The treaty "would be as complex and arduous as a federal constitution," Polèse says Of course, the PQ could jettison the association idea, but that would mean a deeply isolated Quebec. Most Quebecers would not accept that.
With or without an economic union with Canada, the sovereignist premise that Quebec would be more French than ever with independence is also doubtful.
Polèse says that the world's eyes would be on the new country's respect for rights. Quebec might well have to allow the equivalent of the "Canada clause" - that is, the right (resented by many nationalists) that lets children go to English school in Quebec if they have a parent schooled in English in another province. Some sort of "formal recognition" of English might even be needed.
I would go further than Polèse. Already, as things stand, this province has to pay back the highest public debt (as a share of GDP) of any province. The size of its workforce - provider of most tax revenues - will start to shrink in five to 10 years. Quebec will also have a huge population of retirees soaking up public money.

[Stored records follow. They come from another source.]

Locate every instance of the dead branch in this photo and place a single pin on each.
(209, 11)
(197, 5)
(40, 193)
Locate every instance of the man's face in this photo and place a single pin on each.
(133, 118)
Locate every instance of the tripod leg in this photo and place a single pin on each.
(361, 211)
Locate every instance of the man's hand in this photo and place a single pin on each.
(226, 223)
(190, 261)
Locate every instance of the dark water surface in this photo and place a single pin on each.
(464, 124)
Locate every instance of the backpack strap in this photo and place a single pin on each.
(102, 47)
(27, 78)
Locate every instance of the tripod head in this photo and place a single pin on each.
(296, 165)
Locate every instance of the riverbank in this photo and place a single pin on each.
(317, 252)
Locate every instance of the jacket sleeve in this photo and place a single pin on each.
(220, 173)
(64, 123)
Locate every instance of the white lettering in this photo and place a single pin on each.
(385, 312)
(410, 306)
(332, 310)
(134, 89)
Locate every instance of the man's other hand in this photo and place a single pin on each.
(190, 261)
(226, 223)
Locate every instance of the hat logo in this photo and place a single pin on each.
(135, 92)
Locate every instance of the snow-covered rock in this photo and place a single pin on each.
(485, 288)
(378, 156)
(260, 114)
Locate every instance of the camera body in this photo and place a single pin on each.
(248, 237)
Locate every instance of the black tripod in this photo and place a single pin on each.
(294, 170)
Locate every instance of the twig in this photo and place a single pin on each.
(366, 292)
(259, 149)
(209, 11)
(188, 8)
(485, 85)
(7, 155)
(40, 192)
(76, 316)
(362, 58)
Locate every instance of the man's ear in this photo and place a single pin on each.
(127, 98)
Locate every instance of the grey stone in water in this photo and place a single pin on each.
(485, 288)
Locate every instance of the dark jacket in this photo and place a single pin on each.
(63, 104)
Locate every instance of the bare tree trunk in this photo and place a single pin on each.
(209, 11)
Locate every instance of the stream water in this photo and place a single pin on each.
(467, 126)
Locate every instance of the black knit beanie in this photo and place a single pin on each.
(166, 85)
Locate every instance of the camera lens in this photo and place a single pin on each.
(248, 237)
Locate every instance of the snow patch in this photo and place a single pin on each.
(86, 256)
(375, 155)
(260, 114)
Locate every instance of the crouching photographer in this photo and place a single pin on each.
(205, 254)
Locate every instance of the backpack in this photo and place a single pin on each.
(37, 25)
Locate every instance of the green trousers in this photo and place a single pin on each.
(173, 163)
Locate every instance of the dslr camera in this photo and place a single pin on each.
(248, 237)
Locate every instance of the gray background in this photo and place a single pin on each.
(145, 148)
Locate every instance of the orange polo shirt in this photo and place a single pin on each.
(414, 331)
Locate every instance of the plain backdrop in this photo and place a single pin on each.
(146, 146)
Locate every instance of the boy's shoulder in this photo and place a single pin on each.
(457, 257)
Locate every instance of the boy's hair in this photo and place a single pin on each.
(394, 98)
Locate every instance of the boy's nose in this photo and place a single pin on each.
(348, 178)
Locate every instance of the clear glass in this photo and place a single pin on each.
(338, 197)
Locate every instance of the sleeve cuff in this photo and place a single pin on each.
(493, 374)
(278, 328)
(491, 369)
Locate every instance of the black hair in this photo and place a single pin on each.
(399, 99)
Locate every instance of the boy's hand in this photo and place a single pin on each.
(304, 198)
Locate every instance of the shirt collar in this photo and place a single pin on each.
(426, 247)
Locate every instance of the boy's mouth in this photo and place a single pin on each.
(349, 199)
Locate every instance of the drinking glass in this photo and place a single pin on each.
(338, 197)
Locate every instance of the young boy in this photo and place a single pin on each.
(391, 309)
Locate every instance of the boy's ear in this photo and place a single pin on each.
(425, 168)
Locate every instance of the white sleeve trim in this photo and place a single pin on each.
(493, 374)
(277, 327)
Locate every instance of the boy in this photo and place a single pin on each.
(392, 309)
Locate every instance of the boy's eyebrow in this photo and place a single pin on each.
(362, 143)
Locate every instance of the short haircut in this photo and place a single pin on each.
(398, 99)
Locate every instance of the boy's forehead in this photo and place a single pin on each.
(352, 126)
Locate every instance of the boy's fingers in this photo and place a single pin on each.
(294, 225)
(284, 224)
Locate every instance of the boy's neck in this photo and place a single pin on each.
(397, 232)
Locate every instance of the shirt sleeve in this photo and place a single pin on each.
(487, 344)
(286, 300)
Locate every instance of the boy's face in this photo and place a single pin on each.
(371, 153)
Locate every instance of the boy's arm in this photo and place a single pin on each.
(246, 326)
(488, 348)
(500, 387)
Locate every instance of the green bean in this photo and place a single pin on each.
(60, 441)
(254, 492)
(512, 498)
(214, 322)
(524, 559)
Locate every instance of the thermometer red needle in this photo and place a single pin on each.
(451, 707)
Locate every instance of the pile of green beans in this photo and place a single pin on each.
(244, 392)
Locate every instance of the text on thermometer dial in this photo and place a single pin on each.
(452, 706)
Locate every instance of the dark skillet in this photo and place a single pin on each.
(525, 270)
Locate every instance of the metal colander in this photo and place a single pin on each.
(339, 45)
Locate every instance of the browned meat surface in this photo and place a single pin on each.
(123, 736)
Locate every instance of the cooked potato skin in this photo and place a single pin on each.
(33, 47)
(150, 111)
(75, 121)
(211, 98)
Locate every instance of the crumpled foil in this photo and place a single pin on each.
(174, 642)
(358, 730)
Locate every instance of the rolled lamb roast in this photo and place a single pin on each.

If it's hard to recruit new workers to the province today, think of what it would be with the economic turbulence of the republic's early years. Quebec would be competing against other parts of North America with lower taxes. Quebec will be so desperate to make itself attractive to foreign workers it would have little choice but to loosen today's language constraints.
Polèse says he doesn't "viscerally" reject independence, but he'd vote No in a future referendum because a victory might well weaken Quebec.
Polèse has courageously defied Quebec academia's taboo against a critical analysis of independence. The intellectual elite will surely ignore his apotasy. That's the best way to deal with an unpalatable argument that's hard to refute.